ジクサー150分割日本一周[86]
投稿日:2020年9月8日
阿蘇神社の強さ
阿蘇の国道57号沿いの食事処「山賊旅路」を出発。阿蘇神社の入口、JR豊肥本線の宮地駅でジクサー150を止める。駅舎内のカフェでコーヒーを飲んだ。
宮地駅から国道57号の阿蘇外輪山の峠、滝室坂に向かって行く。急カーブが連続する滝室坂を登り、峠を越えたが、ここでおもしろいことに気がついた。
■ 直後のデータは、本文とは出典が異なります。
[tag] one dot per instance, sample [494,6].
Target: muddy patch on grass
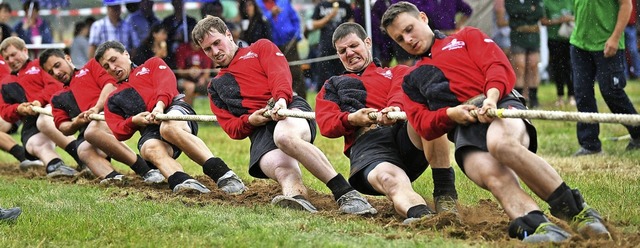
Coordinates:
[483,223]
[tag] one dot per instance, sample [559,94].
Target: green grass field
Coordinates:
[62,214]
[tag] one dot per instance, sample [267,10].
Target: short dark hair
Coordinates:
[396,9]
[348,28]
[112,44]
[46,54]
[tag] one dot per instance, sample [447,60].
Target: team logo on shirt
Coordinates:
[249,55]
[453,45]
[82,72]
[143,71]
[33,70]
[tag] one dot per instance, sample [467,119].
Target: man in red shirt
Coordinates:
[34,88]
[386,155]
[85,91]
[249,77]
[145,91]
[493,153]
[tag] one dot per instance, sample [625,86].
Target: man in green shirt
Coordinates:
[597,53]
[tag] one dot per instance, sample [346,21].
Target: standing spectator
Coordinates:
[176,30]
[32,28]
[557,13]
[112,27]
[254,25]
[631,43]
[141,17]
[597,54]
[524,16]
[327,15]
[442,15]
[286,32]
[80,46]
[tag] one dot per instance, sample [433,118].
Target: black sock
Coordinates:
[112,174]
[177,178]
[418,211]
[215,168]
[444,182]
[72,149]
[339,186]
[526,225]
[18,152]
[140,167]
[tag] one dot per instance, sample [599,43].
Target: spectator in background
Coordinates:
[32,28]
[154,45]
[254,25]
[141,17]
[327,16]
[631,43]
[557,13]
[176,30]
[286,32]
[524,16]
[79,49]
[442,15]
[112,27]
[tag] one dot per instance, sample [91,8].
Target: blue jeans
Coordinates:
[588,67]
[631,43]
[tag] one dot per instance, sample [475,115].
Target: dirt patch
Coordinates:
[482,224]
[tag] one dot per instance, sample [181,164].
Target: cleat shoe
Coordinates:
[190,185]
[589,224]
[353,203]
[10,214]
[153,176]
[547,232]
[112,180]
[28,164]
[583,151]
[231,184]
[294,203]
[446,203]
[60,170]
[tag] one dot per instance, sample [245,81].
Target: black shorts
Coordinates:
[153,131]
[474,137]
[29,129]
[262,138]
[385,144]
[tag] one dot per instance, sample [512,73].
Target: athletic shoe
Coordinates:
[231,184]
[584,151]
[112,180]
[60,170]
[589,223]
[446,203]
[10,214]
[547,232]
[353,203]
[153,176]
[293,203]
[190,185]
[28,164]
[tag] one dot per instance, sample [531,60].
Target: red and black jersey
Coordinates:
[148,84]
[375,87]
[256,74]
[33,84]
[81,94]
[461,66]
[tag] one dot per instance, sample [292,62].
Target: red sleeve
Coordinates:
[332,121]
[277,69]
[395,97]
[491,60]
[236,127]
[122,128]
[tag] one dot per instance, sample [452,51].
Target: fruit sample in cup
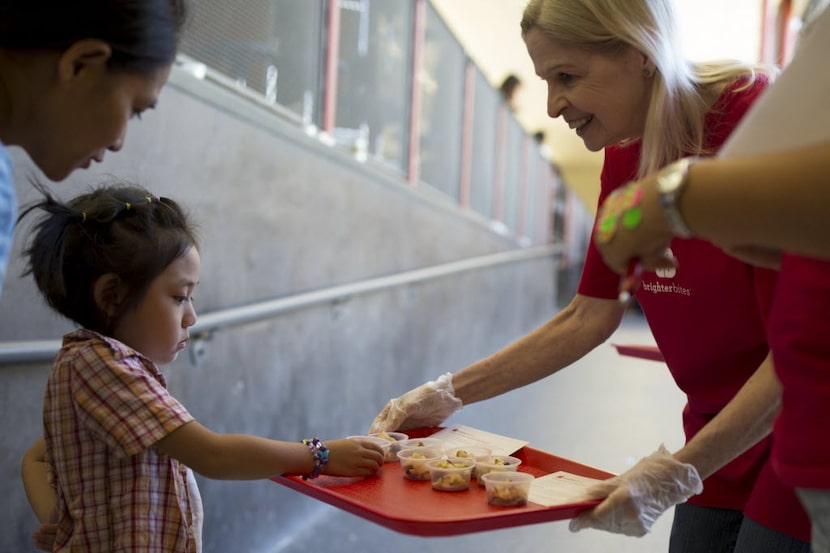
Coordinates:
[450,475]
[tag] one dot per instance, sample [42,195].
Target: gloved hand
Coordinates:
[637,497]
[427,405]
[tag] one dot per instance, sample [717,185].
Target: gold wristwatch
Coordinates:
[671,180]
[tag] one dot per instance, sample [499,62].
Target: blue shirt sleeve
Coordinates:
[8,211]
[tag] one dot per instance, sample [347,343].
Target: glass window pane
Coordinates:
[482,172]
[270,46]
[373,79]
[441,89]
[532,198]
[512,172]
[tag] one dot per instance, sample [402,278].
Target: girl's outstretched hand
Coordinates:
[630,225]
[352,457]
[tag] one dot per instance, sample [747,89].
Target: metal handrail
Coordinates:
[44,350]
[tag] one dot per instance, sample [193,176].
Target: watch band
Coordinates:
[671,181]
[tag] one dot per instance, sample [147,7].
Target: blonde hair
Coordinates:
[682,92]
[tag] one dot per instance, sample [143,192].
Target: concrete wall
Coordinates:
[281,214]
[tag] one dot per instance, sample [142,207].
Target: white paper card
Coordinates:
[795,110]
[461,436]
[559,488]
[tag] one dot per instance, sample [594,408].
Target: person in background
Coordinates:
[771,208]
[123,264]
[615,74]
[71,75]
[510,87]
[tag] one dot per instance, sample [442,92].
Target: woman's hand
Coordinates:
[427,405]
[635,499]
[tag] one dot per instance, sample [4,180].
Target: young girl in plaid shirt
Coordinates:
[123,264]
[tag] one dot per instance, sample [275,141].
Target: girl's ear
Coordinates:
[86,54]
[108,294]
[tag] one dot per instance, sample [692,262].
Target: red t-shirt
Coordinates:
[799,335]
[708,318]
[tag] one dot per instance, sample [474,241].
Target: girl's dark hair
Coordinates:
[143,34]
[118,228]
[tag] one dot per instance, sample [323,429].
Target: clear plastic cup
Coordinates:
[414,461]
[452,474]
[470,452]
[507,489]
[495,463]
[434,443]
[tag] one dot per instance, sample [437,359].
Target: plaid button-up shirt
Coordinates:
[105,406]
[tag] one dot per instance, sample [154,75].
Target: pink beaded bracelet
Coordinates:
[321,456]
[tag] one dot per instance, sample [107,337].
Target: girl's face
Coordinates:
[604,98]
[78,120]
[157,326]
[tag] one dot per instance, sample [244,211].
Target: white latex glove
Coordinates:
[427,405]
[637,497]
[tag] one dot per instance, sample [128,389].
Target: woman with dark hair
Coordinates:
[71,75]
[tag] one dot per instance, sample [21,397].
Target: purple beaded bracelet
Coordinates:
[321,456]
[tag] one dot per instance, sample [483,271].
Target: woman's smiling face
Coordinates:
[603,97]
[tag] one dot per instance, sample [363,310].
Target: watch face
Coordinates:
[671,179]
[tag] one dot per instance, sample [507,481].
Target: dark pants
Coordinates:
[708,530]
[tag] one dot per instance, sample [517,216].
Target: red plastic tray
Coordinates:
[413,507]
[644,352]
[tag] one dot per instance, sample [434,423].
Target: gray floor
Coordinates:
[606,411]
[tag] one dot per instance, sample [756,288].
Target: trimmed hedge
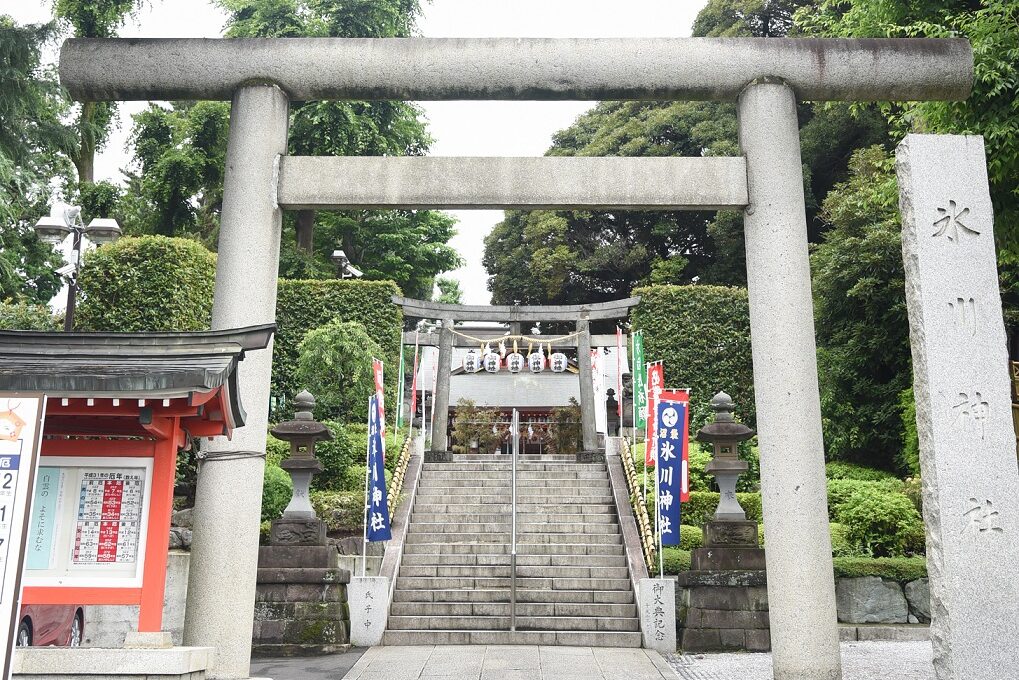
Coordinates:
[147,283]
[902,570]
[841,470]
[306,305]
[702,334]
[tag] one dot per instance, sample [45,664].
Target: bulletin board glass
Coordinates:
[89,520]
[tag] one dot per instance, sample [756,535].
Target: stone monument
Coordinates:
[725,593]
[963,406]
[301,591]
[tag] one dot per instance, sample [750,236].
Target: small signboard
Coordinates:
[20,428]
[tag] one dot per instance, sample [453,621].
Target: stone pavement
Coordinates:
[510,663]
[860,661]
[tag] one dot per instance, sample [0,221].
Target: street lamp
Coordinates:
[54,228]
[346,270]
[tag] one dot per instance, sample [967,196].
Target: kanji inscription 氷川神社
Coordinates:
[963,405]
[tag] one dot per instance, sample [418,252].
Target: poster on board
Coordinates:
[20,428]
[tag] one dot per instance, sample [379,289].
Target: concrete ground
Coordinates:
[329,667]
[860,661]
[510,663]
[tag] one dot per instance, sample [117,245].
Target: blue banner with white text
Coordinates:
[377,506]
[671,419]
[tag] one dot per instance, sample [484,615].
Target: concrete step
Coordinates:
[523,571]
[566,583]
[523,623]
[487,517]
[504,508]
[522,560]
[521,465]
[536,595]
[503,537]
[425,547]
[502,609]
[565,638]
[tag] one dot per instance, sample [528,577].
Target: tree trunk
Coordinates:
[85,160]
[305,227]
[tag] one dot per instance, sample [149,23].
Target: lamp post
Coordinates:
[54,228]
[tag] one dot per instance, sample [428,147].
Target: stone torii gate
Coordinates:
[581,315]
[764,76]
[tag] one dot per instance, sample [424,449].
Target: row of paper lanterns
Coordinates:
[474,361]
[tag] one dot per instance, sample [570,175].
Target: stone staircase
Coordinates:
[573,584]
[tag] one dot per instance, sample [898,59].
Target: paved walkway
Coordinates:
[510,663]
[860,661]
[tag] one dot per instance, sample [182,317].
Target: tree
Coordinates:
[564,257]
[991,109]
[147,283]
[335,365]
[863,356]
[92,18]
[449,291]
[32,139]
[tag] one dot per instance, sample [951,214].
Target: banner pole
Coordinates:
[368,473]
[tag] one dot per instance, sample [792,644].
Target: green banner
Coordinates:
[399,389]
[640,382]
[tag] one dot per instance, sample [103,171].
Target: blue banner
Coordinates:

一般的な例でいうと、この峠が肥後と豊後の豊肥国境になっておかしくない。ところが峠道を下っても、なかなか大分県には入らない。10キロ近くを走ってやっと大分県に入った。
これは一体、何を意味するのだろうか…。
肥後・豊後の国境線は相当に古いと思われる。肥後は「火国(ひのくに)」が肥前、肥後に分かれてできた国だが、おそらく2国に分国する以前からの国境線であろう。
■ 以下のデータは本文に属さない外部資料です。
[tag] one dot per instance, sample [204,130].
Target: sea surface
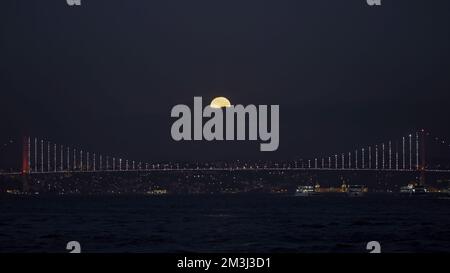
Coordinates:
[225,223]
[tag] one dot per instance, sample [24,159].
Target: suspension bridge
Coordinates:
[405,154]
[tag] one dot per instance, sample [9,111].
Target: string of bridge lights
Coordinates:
[44,156]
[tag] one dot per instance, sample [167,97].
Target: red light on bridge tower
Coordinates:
[26,156]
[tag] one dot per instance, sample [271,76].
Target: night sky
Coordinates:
[104,76]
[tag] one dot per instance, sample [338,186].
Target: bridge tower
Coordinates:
[26,155]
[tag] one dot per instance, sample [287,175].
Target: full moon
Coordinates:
[220,102]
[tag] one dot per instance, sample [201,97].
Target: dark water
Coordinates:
[225,223]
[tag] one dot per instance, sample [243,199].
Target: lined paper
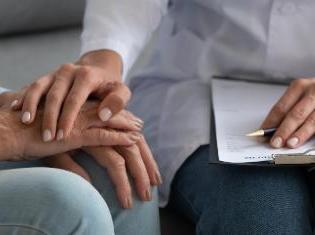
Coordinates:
[239,108]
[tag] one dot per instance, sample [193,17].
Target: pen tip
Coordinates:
[255,133]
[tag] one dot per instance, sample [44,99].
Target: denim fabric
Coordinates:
[37,200]
[242,200]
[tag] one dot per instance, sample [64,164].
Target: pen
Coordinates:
[262,132]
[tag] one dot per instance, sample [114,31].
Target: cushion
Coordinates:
[18,16]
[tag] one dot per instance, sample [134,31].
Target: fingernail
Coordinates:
[292,142]
[59,134]
[148,196]
[14,103]
[158,178]
[139,121]
[135,136]
[105,114]
[47,135]
[138,125]
[26,117]
[277,142]
[128,203]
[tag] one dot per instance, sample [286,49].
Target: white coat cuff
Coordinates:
[100,44]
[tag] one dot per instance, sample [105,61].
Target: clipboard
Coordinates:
[226,91]
[305,159]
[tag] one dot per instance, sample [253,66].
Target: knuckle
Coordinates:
[119,164]
[103,135]
[52,96]
[299,83]
[35,85]
[298,114]
[279,109]
[72,100]
[116,101]
[66,67]
[84,71]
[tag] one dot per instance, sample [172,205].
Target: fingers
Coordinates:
[81,89]
[285,103]
[17,103]
[114,102]
[114,163]
[304,133]
[54,100]
[64,161]
[32,98]
[104,137]
[125,121]
[294,119]
[137,170]
[149,162]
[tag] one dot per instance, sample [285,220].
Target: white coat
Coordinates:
[253,39]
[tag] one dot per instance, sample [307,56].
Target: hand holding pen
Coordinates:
[293,115]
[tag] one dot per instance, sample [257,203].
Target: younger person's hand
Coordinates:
[294,115]
[65,90]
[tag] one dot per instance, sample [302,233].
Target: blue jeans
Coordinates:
[37,200]
[242,200]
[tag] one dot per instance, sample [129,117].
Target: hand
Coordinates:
[136,159]
[20,142]
[294,115]
[65,90]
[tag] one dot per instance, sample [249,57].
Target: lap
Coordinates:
[142,219]
[231,199]
[34,200]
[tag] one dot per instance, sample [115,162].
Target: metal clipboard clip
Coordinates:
[306,158]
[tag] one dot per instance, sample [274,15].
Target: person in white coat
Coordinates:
[260,40]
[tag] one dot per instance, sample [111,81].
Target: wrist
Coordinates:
[9,143]
[104,59]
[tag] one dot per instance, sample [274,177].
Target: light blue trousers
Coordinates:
[39,200]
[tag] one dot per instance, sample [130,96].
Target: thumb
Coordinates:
[114,102]
[104,137]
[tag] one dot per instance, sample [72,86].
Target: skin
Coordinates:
[96,74]
[21,142]
[294,115]
[135,159]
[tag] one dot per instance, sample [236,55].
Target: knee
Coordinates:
[63,198]
[272,202]
[142,219]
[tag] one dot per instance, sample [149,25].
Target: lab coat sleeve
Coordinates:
[123,26]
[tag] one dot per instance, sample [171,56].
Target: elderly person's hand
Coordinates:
[66,89]
[294,115]
[20,142]
[136,159]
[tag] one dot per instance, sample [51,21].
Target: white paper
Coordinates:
[239,108]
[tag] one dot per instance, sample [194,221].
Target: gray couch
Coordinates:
[28,50]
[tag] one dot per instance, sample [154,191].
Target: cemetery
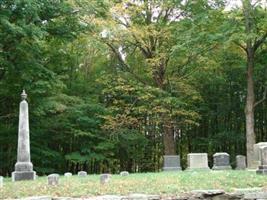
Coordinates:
[133,100]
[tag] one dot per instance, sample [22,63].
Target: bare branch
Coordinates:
[241,46]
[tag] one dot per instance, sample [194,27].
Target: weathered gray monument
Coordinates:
[1,181]
[221,161]
[82,173]
[171,163]
[53,179]
[257,154]
[105,178]
[23,167]
[263,166]
[197,161]
[241,162]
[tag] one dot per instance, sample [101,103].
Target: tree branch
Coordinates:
[241,46]
[259,42]
[125,66]
[263,97]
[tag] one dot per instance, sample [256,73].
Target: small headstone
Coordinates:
[23,166]
[197,161]
[262,169]
[124,173]
[1,181]
[105,178]
[171,163]
[257,154]
[221,161]
[241,162]
[68,174]
[82,173]
[53,179]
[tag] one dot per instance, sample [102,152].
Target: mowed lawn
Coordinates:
[163,183]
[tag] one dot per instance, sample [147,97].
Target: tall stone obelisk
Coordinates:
[23,167]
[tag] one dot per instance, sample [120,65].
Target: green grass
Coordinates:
[164,183]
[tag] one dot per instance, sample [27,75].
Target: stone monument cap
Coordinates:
[23,95]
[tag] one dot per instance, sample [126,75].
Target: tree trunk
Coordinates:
[249,109]
[168,140]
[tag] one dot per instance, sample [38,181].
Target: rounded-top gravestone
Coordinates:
[197,161]
[124,173]
[68,174]
[53,179]
[241,162]
[262,169]
[1,181]
[221,161]
[105,178]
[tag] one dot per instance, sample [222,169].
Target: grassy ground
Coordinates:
[164,183]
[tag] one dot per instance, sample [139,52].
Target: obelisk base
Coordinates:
[21,176]
[23,171]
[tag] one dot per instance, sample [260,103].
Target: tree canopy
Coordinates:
[115,85]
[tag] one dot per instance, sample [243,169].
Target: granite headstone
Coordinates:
[171,163]
[197,161]
[241,162]
[23,166]
[221,161]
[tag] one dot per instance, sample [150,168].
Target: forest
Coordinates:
[116,84]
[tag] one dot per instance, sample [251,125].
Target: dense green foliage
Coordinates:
[178,184]
[109,82]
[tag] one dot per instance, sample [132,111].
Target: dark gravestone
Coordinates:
[221,161]
[53,179]
[241,162]
[171,163]
[124,173]
[104,178]
[82,173]
[263,166]
[23,166]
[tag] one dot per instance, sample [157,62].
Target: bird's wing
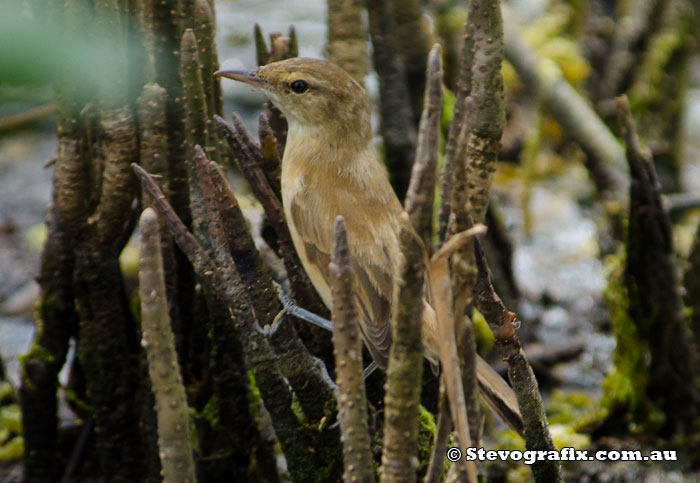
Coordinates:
[373,249]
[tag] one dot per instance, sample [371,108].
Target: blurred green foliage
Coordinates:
[37,51]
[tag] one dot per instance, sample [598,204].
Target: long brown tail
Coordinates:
[498,395]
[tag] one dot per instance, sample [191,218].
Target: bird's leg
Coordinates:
[291,308]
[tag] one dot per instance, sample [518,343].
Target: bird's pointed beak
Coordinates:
[247,76]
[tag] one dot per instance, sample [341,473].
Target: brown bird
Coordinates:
[330,168]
九州を二分する分水嶺が国境線にならないで、それをはるかに越えたラインが国境線になっているのは、火国の強さを物語っている。その火国の象徴が阿蘇山であり、阿蘇山を御神体にしている阿蘇神社なのだ。阿蘇神社の強さということになるのか。
今の熊本県は「一国一県」。肥後国の全部が熊本県になっている。熊本県のまとまりの良さ、熊本県民の結びつきの強さは、ここから来ているとぼくは思っている。
このような一国一県の例はそれほど多くはない。最強の一国一県だと思われていた長野県は一部が岐阜県になり、今では信濃国=長野県ではなくなっている。
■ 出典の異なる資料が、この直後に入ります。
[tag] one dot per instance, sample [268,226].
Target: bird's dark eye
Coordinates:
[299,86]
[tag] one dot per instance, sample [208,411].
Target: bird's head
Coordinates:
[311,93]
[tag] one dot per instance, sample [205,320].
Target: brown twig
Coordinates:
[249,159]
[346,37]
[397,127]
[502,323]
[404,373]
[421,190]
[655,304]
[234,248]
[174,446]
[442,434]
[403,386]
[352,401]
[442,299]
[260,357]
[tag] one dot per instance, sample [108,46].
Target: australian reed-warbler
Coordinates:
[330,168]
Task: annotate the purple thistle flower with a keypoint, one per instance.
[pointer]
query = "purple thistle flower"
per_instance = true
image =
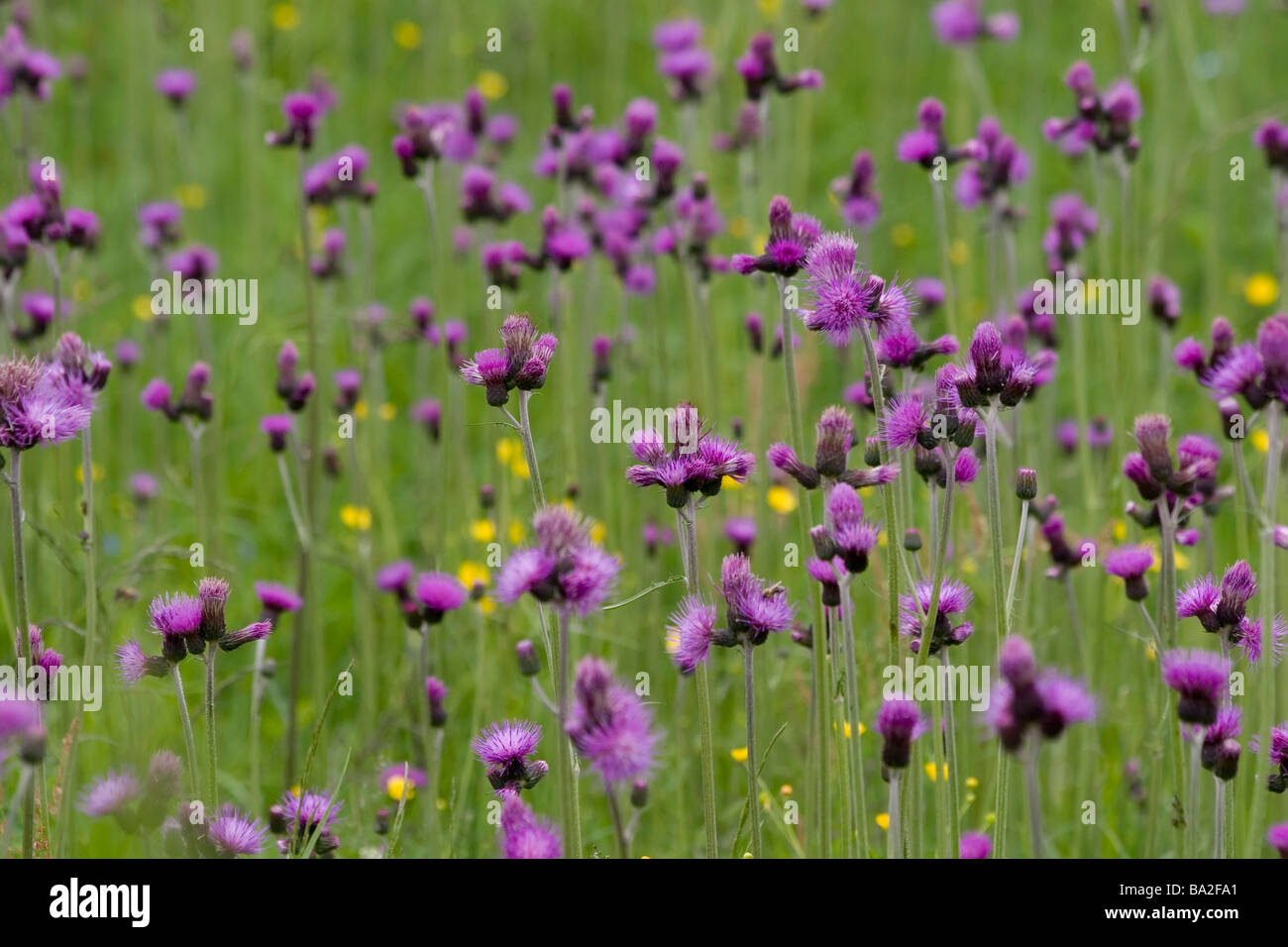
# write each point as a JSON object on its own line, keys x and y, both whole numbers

話はそれたが、国道57号で大分県に入るとそこは竹田市。後を振り返ってみても、もう阿蘇山は見えない。
竹田の町には「荒城の月」で知られる岡城址がある。見事な石垣が残り、往時の面影を偲ばせている。石垣の上に立つと、祖母傾の山並みや九重連山が見渡せる。
竹田の町並みを走り抜け、国道502号経由で原尻の滝へ。
緒方川にかかる幅120メートル、高さ20メートルの大滝は、「東洋のナイアガラ」とも称される。滝の上をジクサー150で走っていけるのがすごくいい。
突き当りにはこんもりとした森に囲まれた二の宮社がある。
原尻の滝の起源は、9万年前の阿蘇山の大噴火。この大噴火で発生した大火砕流は、この地にも、何十メートルもの厚さで積もった。それが徐々に冷え固まり、阿蘇溶結凝灰岩と呼ばれる岩石になる時、縦方向の割れ目(柱状節理)が同時にできた。柱を束ねたような状態で立っている大地に川の水が流れ込み、次々に柱を押し倒し、原尻の滝がつくられたのだという。
阿蘇山があっての原尻の滝。ここでも阿蘇山の持つすさまじい力を見せつけられた。